In the beginning of the year, retail sales were a bit sluggish, but it appears as though consumers are becoming more resilient and pushing through high taxes and the impact of federal budget cuts.
When sales levels move higher, small- and medium-sized retailers often run into the need to replenish inventory but can't do so on their own dime. If turned away for traditional financing by a bank, inventory financing could prove beneficial.
July was another strong month for the consumer, with retail sales increasing for the fourth consecutive month, according to the U.S. Commerce Department. The 0.2 percent gain followed June's 0.6 percent increase, showing the retail industry has momentum.
A few of the driving factors behind higher retail sales include employment gains and rising home values and stock prices – all of which are boosting household wealth.
"Consumers are still able to go out there and spend despite headwinds from tax increases and the sequester," Omar Sharif, U.S. economist at RBS Securities, told Bloomberg. "Job growth is continuing at a moderate clip and we're making gradual headway."

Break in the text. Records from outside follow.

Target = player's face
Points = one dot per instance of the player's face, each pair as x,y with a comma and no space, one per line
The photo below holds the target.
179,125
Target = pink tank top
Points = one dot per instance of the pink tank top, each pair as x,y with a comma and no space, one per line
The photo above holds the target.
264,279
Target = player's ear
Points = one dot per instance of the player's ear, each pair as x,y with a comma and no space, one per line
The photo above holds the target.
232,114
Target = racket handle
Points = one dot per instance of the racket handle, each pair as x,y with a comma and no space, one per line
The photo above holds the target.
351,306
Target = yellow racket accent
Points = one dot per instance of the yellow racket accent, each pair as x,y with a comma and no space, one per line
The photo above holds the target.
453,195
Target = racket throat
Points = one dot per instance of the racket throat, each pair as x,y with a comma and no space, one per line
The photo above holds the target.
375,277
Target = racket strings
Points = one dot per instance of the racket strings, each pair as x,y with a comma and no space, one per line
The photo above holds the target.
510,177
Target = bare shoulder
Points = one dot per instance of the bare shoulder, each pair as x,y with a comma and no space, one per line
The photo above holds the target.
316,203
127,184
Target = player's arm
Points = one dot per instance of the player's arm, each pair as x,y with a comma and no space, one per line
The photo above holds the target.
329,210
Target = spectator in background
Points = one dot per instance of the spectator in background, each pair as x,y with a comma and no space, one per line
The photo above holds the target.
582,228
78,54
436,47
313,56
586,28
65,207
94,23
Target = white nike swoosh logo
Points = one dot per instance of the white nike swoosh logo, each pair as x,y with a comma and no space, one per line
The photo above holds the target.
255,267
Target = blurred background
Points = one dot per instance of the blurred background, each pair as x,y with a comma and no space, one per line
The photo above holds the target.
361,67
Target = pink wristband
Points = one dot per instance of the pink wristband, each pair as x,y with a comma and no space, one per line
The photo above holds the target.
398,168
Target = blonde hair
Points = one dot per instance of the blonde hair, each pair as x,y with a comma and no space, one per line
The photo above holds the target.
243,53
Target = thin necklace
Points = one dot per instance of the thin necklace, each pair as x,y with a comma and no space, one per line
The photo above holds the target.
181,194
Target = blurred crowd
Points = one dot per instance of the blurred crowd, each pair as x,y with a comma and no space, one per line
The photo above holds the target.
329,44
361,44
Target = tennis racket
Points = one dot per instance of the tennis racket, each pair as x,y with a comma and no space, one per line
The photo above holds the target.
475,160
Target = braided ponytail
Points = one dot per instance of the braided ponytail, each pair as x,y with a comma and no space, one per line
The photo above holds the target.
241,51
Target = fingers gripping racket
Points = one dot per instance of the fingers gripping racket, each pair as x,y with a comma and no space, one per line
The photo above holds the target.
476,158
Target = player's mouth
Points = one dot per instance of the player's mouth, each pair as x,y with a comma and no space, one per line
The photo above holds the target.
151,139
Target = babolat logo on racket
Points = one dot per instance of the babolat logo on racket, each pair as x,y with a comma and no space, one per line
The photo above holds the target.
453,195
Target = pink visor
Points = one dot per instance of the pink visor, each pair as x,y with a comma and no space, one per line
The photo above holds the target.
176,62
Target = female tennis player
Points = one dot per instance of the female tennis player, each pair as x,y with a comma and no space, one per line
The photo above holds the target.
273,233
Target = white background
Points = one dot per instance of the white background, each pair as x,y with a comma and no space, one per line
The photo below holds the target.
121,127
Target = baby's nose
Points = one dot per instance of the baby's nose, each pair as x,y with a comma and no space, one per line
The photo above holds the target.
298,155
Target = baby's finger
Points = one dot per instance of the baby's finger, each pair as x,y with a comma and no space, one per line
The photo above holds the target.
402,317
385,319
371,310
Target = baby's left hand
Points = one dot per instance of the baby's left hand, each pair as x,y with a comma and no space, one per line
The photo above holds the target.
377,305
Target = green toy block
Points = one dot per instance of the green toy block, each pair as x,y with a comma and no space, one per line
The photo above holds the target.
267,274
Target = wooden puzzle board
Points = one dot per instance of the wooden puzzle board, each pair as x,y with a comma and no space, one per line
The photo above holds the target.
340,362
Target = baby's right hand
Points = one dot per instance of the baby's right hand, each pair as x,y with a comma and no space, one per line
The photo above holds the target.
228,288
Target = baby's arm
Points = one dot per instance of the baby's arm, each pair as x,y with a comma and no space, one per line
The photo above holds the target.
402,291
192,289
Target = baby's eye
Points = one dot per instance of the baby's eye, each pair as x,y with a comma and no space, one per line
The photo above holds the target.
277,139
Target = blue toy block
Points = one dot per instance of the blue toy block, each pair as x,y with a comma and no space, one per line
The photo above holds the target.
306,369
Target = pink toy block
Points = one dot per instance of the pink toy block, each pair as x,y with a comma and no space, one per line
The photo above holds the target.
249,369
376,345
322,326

Consumer spending up in June
It should come as no surprise that retail sales were higher in July, as consumer spending has been on the rise. The U.S. Department of Commerce revealed a 0.5 percent bump in June, which was in line with the expectations of economists surveyed by Bloomberg.

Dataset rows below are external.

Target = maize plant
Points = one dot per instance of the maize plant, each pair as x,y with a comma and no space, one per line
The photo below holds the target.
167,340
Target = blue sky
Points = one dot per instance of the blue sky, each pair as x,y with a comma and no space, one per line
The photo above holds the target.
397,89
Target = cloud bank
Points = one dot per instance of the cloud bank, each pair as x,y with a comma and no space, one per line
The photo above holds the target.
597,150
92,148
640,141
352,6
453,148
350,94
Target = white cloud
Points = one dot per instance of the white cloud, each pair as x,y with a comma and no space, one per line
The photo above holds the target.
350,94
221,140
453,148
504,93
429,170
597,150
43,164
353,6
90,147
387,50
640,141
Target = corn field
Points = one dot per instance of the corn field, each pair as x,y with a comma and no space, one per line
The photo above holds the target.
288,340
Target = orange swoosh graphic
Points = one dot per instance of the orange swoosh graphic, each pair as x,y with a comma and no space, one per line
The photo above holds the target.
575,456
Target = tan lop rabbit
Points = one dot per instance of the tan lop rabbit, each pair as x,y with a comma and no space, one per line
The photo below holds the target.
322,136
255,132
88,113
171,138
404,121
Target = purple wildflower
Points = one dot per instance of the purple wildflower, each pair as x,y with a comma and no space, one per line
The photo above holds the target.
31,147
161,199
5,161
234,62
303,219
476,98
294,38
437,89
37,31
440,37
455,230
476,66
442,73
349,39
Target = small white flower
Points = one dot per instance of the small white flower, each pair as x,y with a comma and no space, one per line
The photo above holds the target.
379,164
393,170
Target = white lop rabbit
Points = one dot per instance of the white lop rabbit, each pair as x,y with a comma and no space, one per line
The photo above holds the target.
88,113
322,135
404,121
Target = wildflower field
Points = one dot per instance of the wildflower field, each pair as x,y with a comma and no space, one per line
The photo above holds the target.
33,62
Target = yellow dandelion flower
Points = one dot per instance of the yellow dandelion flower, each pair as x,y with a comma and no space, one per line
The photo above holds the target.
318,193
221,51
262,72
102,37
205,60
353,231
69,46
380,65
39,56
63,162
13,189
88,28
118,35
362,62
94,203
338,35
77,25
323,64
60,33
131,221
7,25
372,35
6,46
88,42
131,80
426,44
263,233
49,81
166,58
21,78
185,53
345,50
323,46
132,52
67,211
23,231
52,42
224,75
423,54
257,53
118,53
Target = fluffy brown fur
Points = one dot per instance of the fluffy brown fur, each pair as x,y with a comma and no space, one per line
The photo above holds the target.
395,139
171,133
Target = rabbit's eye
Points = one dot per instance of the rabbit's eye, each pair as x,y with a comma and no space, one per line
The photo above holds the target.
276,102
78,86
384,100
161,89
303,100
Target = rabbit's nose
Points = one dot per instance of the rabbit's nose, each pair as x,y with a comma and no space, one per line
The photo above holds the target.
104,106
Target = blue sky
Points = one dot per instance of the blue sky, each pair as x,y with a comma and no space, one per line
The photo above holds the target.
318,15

One of the major factors that aided the jump in spending was income growth, which signals the U.S. economy is beginning to grow at an accelerated pace.
Should this trend continue, small- and medium-sized retailers may see increased sales levels in the coming months as well. As a result, inventory financing demand may rise with these businesses attempting to keep shelves full.

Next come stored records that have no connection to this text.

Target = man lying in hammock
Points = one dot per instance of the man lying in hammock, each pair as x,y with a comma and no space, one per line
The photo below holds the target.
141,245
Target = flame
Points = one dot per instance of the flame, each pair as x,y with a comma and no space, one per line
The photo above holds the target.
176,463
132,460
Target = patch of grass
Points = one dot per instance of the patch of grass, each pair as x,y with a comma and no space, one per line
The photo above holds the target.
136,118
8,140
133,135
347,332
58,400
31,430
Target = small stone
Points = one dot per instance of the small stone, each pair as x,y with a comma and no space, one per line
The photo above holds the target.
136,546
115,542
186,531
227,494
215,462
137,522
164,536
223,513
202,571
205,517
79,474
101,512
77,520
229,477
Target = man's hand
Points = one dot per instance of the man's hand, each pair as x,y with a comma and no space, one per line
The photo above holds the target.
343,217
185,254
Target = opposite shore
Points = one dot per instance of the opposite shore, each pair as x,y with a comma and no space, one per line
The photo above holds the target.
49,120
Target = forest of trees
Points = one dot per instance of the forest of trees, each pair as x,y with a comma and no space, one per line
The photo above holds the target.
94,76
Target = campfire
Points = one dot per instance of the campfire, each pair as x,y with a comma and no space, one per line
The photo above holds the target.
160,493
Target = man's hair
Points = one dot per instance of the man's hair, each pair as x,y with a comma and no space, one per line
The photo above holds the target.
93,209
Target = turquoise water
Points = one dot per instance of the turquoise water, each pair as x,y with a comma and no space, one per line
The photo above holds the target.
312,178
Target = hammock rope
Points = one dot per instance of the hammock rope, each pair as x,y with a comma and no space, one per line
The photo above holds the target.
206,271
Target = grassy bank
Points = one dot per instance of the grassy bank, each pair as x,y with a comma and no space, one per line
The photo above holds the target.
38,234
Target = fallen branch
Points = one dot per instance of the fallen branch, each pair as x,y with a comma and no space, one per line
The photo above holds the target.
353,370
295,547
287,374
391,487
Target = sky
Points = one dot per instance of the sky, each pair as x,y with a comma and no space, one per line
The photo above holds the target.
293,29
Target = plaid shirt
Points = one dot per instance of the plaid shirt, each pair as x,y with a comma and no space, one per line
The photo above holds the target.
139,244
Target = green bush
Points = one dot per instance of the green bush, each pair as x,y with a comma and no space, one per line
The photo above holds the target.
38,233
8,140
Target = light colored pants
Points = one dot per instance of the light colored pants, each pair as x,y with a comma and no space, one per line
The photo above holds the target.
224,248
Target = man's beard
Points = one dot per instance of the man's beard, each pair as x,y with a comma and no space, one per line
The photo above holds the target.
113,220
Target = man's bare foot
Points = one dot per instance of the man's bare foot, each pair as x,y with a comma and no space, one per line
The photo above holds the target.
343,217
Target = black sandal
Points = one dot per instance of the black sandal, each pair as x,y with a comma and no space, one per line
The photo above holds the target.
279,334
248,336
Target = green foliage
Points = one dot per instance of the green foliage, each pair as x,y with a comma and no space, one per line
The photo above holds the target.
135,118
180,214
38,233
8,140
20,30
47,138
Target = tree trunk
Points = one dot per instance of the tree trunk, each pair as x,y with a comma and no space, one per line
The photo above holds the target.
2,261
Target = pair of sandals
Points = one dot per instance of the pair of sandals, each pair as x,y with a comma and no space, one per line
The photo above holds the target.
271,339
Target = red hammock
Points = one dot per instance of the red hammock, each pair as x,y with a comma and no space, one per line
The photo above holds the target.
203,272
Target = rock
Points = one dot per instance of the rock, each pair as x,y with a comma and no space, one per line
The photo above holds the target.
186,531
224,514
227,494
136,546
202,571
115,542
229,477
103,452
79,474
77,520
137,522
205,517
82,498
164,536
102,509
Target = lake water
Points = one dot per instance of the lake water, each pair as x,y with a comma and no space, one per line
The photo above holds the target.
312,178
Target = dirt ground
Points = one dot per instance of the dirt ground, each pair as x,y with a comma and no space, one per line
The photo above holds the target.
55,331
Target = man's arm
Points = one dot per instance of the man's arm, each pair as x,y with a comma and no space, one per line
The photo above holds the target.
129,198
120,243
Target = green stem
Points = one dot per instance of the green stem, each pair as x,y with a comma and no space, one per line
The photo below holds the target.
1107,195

Asset-based lending is a good place to turn for retailers that were turned down by a bank for traditional financing. This can happen due to limited available capital or a poor credit score, among other things. Using inventory financing, small- and medium-sized retailers are able to obtain a revolving line of credit, which, in turn, can be utilized to purchase additional product to ensure shelves are never empty.
Even if sales don't continue to pick up, inventory financing could prove to be beneficial, as the funds made available through the revolving line of credit can be used to cover operating expenses.